Geschichten-Manufaktur - 7. Feb, 14:25

Nein, ich muss wohl niemandem etwas beweisen. Eventuell verteidigt meine Wut auch nicht mich, sondern ein früheres Ich von mir, das viel verletzlicher war als heute. Und all die Menschen, die an diesem sogenannten positiven Denken zerbrechen.
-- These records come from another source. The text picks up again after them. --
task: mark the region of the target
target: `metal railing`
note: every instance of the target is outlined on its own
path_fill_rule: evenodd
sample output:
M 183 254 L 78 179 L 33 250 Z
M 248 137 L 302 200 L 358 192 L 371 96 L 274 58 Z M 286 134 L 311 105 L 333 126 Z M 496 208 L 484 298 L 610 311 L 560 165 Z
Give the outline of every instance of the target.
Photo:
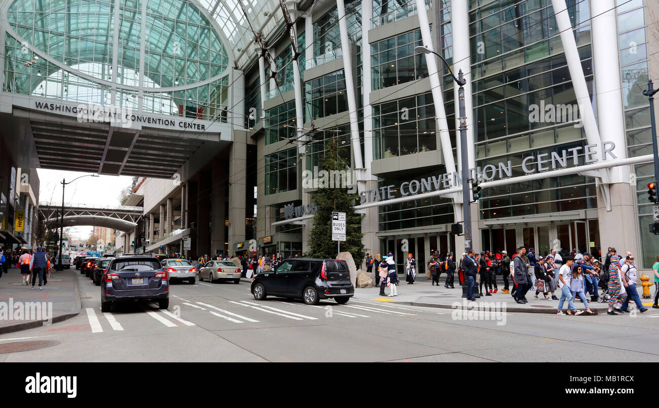
M 426 0 L 426 9 L 430 9 L 430 0 Z M 376 10 L 374 10 L 373 14 L 375 15 L 376 12 Z M 413 0 L 408 1 L 405 4 L 396 7 L 391 11 L 374 16 L 371 18 L 371 28 L 384 26 L 384 24 L 397 21 L 401 18 L 413 16 L 415 14 L 416 14 L 416 2 Z
M 42 201 L 39 202 L 40 207 L 56 207 L 60 208 L 62 206 L 61 202 L 54 202 L 51 201 Z M 65 202 L 64 203 L 64 208 L 88 208 L 90 210 L 111 210 L 115 211 L 134 211 L 142 212 L 144 211 L 143 207 L 131 207 L 129 206 L 96 206 L 84 204 L 76 204 Z

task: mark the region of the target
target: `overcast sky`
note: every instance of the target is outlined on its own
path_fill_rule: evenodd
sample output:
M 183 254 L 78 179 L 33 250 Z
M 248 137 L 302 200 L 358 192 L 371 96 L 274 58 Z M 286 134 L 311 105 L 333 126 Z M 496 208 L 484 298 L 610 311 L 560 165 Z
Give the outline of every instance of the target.
M 63 171 L 38 169 L 41 182 L 39 201 L 62 202 L 62 179 L 68 183 L 84 175 L 78 171 Z M 89 173 L 91 174 L 91 173 Z M 132 177 L 129 176 L 100 175 L 98 177 L 83 177 L 67 185 L 64 192 L 64 202 L 98 206 L 117 206 L 121 190 L 130 185 Z M 92 233 L 92 227 L 72 227 L 74 239 L 86 239 Z

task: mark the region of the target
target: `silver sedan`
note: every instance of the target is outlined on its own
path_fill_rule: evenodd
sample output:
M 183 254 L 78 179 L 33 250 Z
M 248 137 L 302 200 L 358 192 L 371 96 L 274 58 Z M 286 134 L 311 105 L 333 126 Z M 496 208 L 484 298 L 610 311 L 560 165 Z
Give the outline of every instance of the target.
M 232 280 L 235 283 L 241 283 L 243 271 L 233 262 L 225 260 L 211 260 L 199 268 L 199 280 L 208 279 L 213 283 L 218 279 Z

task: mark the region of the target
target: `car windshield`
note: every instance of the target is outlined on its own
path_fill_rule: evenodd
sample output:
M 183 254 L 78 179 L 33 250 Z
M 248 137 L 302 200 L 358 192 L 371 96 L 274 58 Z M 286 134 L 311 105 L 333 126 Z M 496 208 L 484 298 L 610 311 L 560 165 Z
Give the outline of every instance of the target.
M 152 271 L 160 269 L 160 263 L 156 259 L 121 259 L 115 261 L 111 269 L 115 271 Z
M 167 264 L 170 266 L 192 266 L 192 264 L 185 259 L 170 260 L 167 262 Z

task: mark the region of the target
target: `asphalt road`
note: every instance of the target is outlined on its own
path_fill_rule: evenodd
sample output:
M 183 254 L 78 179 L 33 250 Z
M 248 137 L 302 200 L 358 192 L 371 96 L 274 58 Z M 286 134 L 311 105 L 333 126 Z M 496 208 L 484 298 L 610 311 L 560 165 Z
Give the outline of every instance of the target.
M 0 362 L 659 361 L 657 309 L 456 320 L 451 309 L 378 301 L 258 302 L 245 282 L 198 281 L 173 284 L 168 311 L 129 304 L 102 313 L 100 287 L 78 279 L 80 315 L 0 335 L 0 352 L 15 341 L 59 343 L 0 354 Z

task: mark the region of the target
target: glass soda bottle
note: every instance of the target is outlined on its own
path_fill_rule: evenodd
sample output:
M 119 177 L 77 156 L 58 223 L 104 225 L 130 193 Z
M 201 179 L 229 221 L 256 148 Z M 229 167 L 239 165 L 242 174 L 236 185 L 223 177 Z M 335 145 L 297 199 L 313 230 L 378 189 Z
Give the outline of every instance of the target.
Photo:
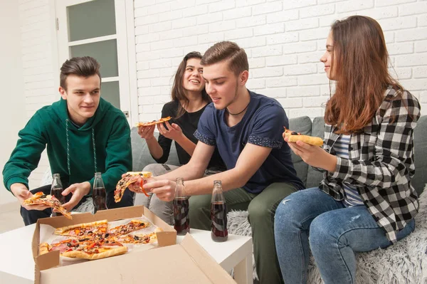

Ich finde es wichtig, dass wir einfach damit leben, dass es gute und schlechte Menschen gibt. Die Guten sind sogar dann noch zivilisiert, wenn man ihnen gegenüber wenig nett ist. Die Schlechten lassen keinen in Ruhe, da kann man gar nichts wirklich richtig machen. Und wir müssen auch damit leben, dass das Leben kompliziert ist und daher ständig Dinge kaputt gehen oder schief gehen. Dazu braucht es kein negatives Karma oder so. (Mein eigenes Posting zum schlechten Karma war ein Scherz.) Ich finde, man muss NICHT auf dem herum hacken, was früher schief ging und mir deswegen ein schlechtes Gewissen machen. Ich will nicht heute noch nach meinen möglichen Fehlern von vor zwei Jahren forschen. Und ich habe keine Lust darauf, dass man mir sagt, wenn ich nicht meinen Anteil am Geschehen kapiere, dann bin ich dazu verdammt, dass es wieder passiert. Denn damit unterstellt man, dass ich die ganze Zeit kein einziges Mal wirklich darüber nachgedacht habe und dass ich eine völlig uneinsichtige Person sei, die ständig nur die Fehler bei anderen sucht. Das ist einfach nicht wahr.